I'm not sure why everyone is 100% sure this was a state-sponsored security breach. I agree that it's more likely than not state-sponsored, but I can imagine all sorts of other groups who would have an interest in something like this, organized crime in particular. Imagine how many banks or crypto wallets they could break into with a RCE this pervasive.
Especially considering this introduced a 500ms waiting time. But surely this was quite a risky time investment, 2 years. How likely is it that this was the only attempt if this was done by a group? (And maybe there were failed attempts after trying to take over maintenance of other packages?) Maybe really a very well-funded cybercrime group that can afford such moonshot endeavours or a state group that doesn't completely know yet what it's doing or isn't that well equipped (anymore?). I'm definitely curious about analysis of attribution
I'm not 100% sure - it could have been a criminal(s) or even a single motivated actor.
That said it's a lot of work - 2 years at least. It's an exploit that's so good that you'd have to use incredibly carefully - also because if/when it's discovered it's going to break everywhere.

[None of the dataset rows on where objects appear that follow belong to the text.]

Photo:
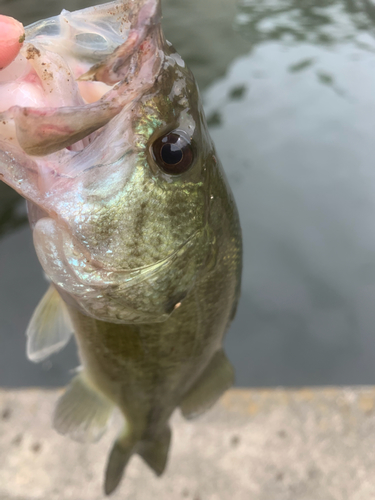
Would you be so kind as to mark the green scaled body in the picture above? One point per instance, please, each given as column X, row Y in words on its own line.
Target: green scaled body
column 134, row 224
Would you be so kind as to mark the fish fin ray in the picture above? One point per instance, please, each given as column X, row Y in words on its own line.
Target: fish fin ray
column 82, row 412
column 118, row 459
column 155, row 452
column 49, row 329
column 214, row 381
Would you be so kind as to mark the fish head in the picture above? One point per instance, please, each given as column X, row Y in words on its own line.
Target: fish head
column 119, row 188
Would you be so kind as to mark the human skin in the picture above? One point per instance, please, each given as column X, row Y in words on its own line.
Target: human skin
column 11, row 39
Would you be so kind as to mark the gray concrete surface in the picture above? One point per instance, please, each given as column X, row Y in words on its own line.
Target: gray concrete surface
column 307, row 444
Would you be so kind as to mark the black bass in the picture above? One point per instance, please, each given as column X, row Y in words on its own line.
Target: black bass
column 103, row 132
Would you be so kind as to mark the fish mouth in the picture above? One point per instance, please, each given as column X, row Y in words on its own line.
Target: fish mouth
column 126, row 43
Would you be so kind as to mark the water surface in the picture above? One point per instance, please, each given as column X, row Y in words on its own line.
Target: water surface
column 289, row 90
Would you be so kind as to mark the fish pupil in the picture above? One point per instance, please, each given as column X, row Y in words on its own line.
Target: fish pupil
column 171, row 154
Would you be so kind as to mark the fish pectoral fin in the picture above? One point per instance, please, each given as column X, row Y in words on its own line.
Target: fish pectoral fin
column 214, row 381
column 50, row 328
column 155, row 452
column 82, row 412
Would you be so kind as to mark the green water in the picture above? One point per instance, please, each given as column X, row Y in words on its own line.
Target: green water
column 289, row 91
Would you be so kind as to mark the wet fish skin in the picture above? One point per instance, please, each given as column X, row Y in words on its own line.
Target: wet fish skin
column 147, row 263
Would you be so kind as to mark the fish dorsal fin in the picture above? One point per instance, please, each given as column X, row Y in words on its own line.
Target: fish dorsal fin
column 49, row 329
column 82, row 412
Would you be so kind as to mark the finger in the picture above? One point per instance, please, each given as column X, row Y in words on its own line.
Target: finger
column 12, row 36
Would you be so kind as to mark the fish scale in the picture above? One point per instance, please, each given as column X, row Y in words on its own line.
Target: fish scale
column 133, row 223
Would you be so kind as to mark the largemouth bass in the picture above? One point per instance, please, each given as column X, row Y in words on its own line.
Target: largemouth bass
column 103, row 132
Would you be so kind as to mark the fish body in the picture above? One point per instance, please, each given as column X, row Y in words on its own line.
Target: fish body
column 133, row 222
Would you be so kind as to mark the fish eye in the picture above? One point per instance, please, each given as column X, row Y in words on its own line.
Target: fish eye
column 173, row 153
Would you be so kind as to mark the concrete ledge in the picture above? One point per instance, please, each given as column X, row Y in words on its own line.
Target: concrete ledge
column 277, row 444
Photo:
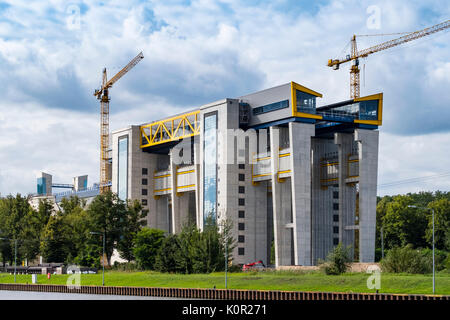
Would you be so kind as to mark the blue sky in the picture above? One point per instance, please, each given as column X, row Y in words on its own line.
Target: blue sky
column 52, row 54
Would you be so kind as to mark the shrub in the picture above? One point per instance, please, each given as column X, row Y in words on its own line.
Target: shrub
column 337, row 261
column 170, row 258
column 439, row 257
column 147, row 244
column 406, row 259
column 125, row 266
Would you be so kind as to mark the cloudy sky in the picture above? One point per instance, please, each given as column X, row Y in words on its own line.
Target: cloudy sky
column 52, row 54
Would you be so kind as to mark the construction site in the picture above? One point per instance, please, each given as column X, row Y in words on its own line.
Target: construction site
column 290, row 173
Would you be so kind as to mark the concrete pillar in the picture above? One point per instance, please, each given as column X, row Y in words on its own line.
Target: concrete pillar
column 300, row 143
column 281, row 233
column 368, row 170
column 322, row 201
column 347, row 192
column 180, row 202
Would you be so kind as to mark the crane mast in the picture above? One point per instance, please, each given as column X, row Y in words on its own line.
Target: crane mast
column 102, row 94
column 355, row 54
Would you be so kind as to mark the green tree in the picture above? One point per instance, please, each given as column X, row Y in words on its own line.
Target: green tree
column 53, row 246
column 337, row 261
column 106, row 215
column 147, row 244
column 34, row 223
column 131, row 224
column 406, row 259
column 13, row 211
column 441, row 209
column 402, row 224
column 170, row 258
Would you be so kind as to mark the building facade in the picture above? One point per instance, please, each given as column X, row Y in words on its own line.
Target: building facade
column 295, row 179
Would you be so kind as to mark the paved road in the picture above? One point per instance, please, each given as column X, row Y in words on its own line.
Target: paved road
column 27, row 295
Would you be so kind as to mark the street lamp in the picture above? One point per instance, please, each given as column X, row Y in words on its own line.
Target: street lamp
column 15, row 256
column 103, row 256
column 432, row 210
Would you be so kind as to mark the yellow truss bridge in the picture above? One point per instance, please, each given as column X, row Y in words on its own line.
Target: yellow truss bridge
column 171, row 129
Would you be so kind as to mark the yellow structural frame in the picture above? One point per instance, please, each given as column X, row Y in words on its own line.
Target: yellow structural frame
column 295, row 86
column 176, row 132
column 379, row 97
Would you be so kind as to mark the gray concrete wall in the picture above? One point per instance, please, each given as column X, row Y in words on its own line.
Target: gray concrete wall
column 322, row 202
column 368, row 170
column 347, row 192
column 300, row 143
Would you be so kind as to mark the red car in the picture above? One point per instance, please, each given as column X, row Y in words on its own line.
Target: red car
column 254, row 265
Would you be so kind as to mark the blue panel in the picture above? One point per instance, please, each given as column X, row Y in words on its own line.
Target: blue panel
column 210, row 167
column 271, row 107
column 306, row 102
column 122, row 181
column 41, row 186
column 283, row 121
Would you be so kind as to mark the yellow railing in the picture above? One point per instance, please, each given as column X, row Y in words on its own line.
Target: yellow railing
column 171, row 129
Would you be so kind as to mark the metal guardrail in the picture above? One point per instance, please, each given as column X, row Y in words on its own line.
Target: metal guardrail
column 222, row 294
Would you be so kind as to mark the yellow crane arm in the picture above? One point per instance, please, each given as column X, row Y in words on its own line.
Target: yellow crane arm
column 392, row 43
column 108, row 84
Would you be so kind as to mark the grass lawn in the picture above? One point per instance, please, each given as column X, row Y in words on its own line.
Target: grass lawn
column 273, row 280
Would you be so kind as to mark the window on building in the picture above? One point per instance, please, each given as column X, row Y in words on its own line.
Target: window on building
column 210, row 167
column 305, row 102
column 271, row 107
column 122, row 168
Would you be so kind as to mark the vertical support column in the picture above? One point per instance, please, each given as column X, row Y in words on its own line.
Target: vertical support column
column 300, row 141
column 368, row 169
column 175, row 199
column 281, row 234
column 347, row 193
column 197, row 181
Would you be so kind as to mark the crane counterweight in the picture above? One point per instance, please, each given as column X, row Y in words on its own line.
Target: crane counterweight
column 102, row 94
column 355, row 54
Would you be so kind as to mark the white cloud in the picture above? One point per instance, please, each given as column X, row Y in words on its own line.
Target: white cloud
column 199, row 53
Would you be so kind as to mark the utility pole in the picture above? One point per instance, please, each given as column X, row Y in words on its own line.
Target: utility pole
column 15, row 259
column 434, row 272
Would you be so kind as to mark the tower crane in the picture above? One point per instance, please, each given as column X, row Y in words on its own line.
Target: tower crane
column 103, row 96
column 355, row 54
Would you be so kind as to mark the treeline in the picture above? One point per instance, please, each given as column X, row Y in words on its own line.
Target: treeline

I've read descriptions about how the NSA (and presumably other such agencies) and they're really careful. The first job is to make sure the target doesn't get confirmation that they are in fact a target. The second is that they always cover their tracks so the target doesn't know they were a target.
Criminals tend to do the first but almost never the second so a tool like this - while I'm sure they would love - isn't worth the amount of work it would take to develop.
Again - I'm not 100% on this but ... 40% ? say 20% criminals, 10% lone wolf?